A number of leading experts have said more needs to be done to support care homes across the UK.
In a letter to chancellor of the exchequer George Osborne, the Care and Support Alliance (CSA), Association of Directors of Adult Social Services (Adass), the Care Provider Alliance, and the NHS Confederation call for urgent action from the government.
They say the current allocation of funding, which was detailed in the recent Spending Review, is "not sufficient to resolve the care funding crisis".
More financial support is needed, they argue, if the government wants to keep care homes open across the UK and keep services like occupational therapists to assist elderly and disabled people.
In their letter, they say that many people could be at risk of missing out on the care services they need, with not enough funding to support the variety of care resources that can help ensure a good quality of life.
Sharing their concerns, the groups warn: "Ultimately the package put forward for social care will not enable us to fill the current gap in funding, cover additional costs associated with the introduction of the National Living Wage, nor fully meet future growth in demand due to our ageing population."
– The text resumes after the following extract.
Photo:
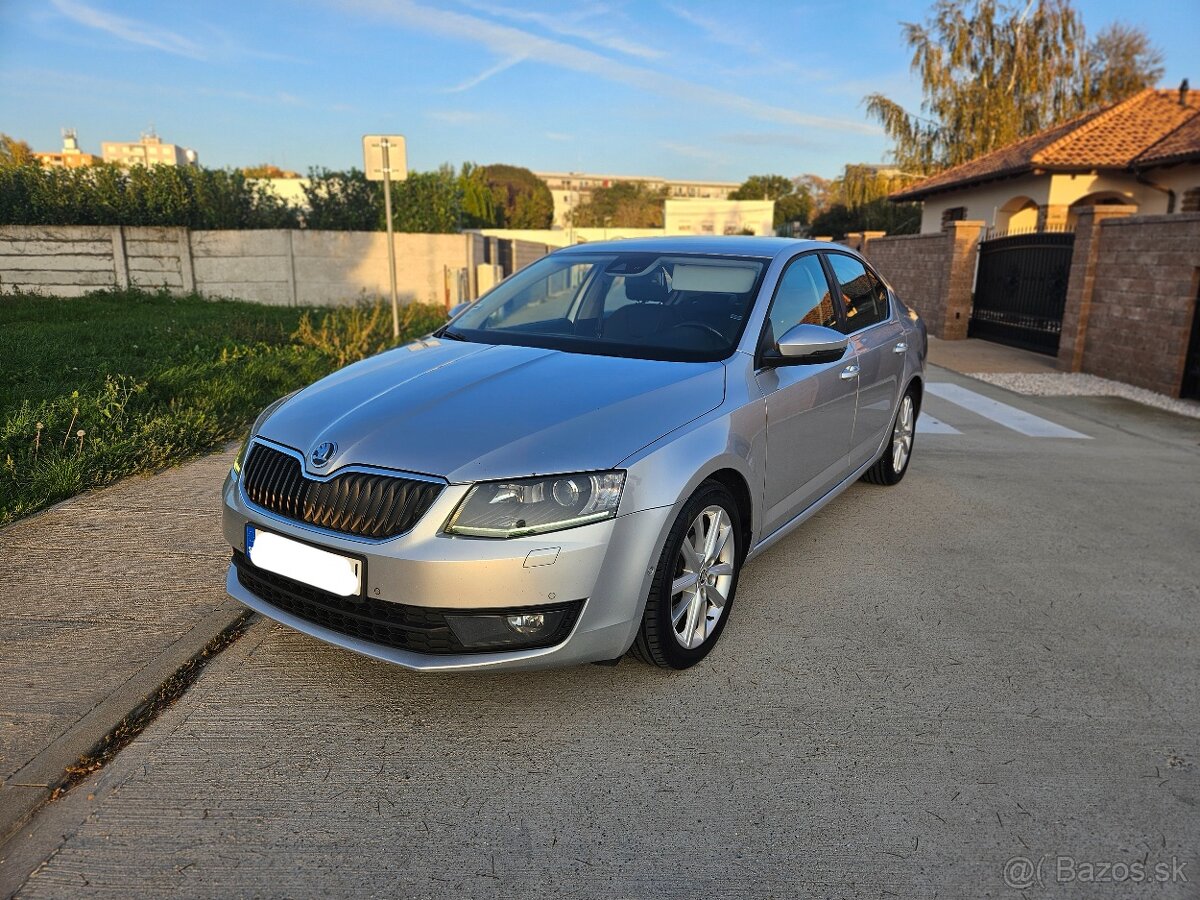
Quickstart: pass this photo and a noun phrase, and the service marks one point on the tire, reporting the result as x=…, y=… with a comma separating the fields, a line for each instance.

In addition, the experts say this lack of funding would put further pressure on hospitals, with people having to go to A&E departments if they are not getting their care needs supported elsewhere.
During his Spending Review, Mr Osborne said further investment could be gained by an increase in council tax. This, he argued, would raise a further £2 billion for adult social care if council tax was raised by two per cent.
Speaking to the BBC, president of Adass Ray James said councils may struggle to invest in adult care services.
He said: "If that happens, services will be put at risk. We have an ageing population which is increasing demand and have to cope with the introduction of the National Living Wage."